Question

In Exercises, determine whether the statement is true or false given that \(f(x)=\ln x .\) If it is false, explain why or give an example that shows it is false. $$ \sqrt{f(x)}=\frac{1}{2} f(x) $$

Short answer

The statement \( \sqrt{f(x)} = \frac{1}{2} f(x) \) is false for the function \( f(x) = \ln x \). A counterexample is \( x = 0.5 \), for which we have \( \sqrt{\ln 0.5} > \frac{1}{2} \ln 0.5 \)

Step-by-step solution

Substitute the given function

Substitute \( f(x) = \ln x \) into the equation \( \sqrt{f(x)} = \frac{1}{2} f(x) \). This gives \( \sqrt{\ln x} = \frac{1}{2} \ln x \).

Analyze the equation

Looking carefully at the equation, it's clear that this will be true if and only if \( \ln x \) is always non-negative. That's because a positive number when divided by 2 is greater than its square root, while a negative number when divided by 2 is less than its square root.

Check the domain

Check the domain of the function \( f(x) = \ln x \) which is \( x > 0 \). Since \( \ln x \) is negative for \( 0 < x < 1 \), it follows that there exist numbers in the domain of the function \( f(x) = \ln x \) that make \( \sqrt{f(x)} > \frac{1}{2} f(x) \). For example, try substituting \( x = 0.5 \) into both sides of the equation.

Counterexample

For \( x = 0.5 \), we have \( \sqrt{\ln 0.5} = 0.94 \) and \( \frac{1}{2} \ln 0.5 = -0.35 \). Therefore, the given statement is false, and \( x = 0.5 \) is a counterexample.

Key concepts

Logarithmic Functions

Logarithmic functions are the inverses of exponential functions. They have the form f(x) = log_b x, where b is the base of the logarithm, and x is the argument. Logarithms are used to solve for the exponent in an equation where the exponent's base and its result are known.

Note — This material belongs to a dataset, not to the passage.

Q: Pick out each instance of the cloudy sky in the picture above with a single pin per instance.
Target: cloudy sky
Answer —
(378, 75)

For example, if we have b^y = x, then the logarithm base b of x is y, written as y = log_b x. A special kind of logarithm is the natural logarithm, denoted as ln, which has the base e (Euler's number, approximately 2.71828).

Understanding logarithmic functions requires familiarity with their properties, such as:

• Product rule: log_b(xy) = log_b x + log_b y
• Quotient rule: log_b(x/y) = log_b x - log_b y
• Power rule: log_b(x^r) = r * log_b x
• Change of base rule: log_b x = log_k x / log_k b, for any positive k (≠1)

Domain of Logarithm

The domain of a logarithmic function is a critical concept as it concerns the set of inputs for which the function is defined. For the natural logarithm function, or any logarithmic function f(x) = log_b x, the domain consists of all positive real numbers. In other words, only positive numbers can be placed inside a logarithm because you cannot take the logarithm of a negative number, nor of zero.

This condition is rooted in the function's inverse relationship with exponents. Since an exponent can only result in a positive outcome when the base is positive (ignoring complex numbers for the scope of this discussion), the input to its inverse logarithm must also be positive.

For instance, considering the function f(x) = ln x, the logarithm only takes positive values of x to yield real numbers. Hence, the domain for this function is x > 0. Understanding a function's domain is vital in solving equations and inequalities involving logarithms.

Square Roots of Logarithms

Exploring the square roots of logarithms entails examining the outcome when applying the square root function to a logarithmic function. It's essential to remember that taking the square root of a logarithm is not the same as multiplying it by one-half.

An immediate example comes from the equation \( \sqrt{f(x)} = \frac{1}{2} f(x) \), where f(x) = ln x. Without understanding the domain and properties of logarithms, one might easily mistake this equation for being true under all circumstances. However, as the step-by-step solution indicates, this statement is false because, within the domain of f(x), \( \ln x \) can yield negative values especially for x between 0 and 1. For these values, the square root is undefined.

Therefore, while exploring square roots of logarithms, it is crucial to consider the domain of the logarithm involved and to validate the original equation's accuracy for all possible values within that domain. As demonstrated in the counterexample, verifying the truth of expressions involving square roots of logarithms must involve a careful examination, acknowledging that the relationship is not a straightforward proportionality.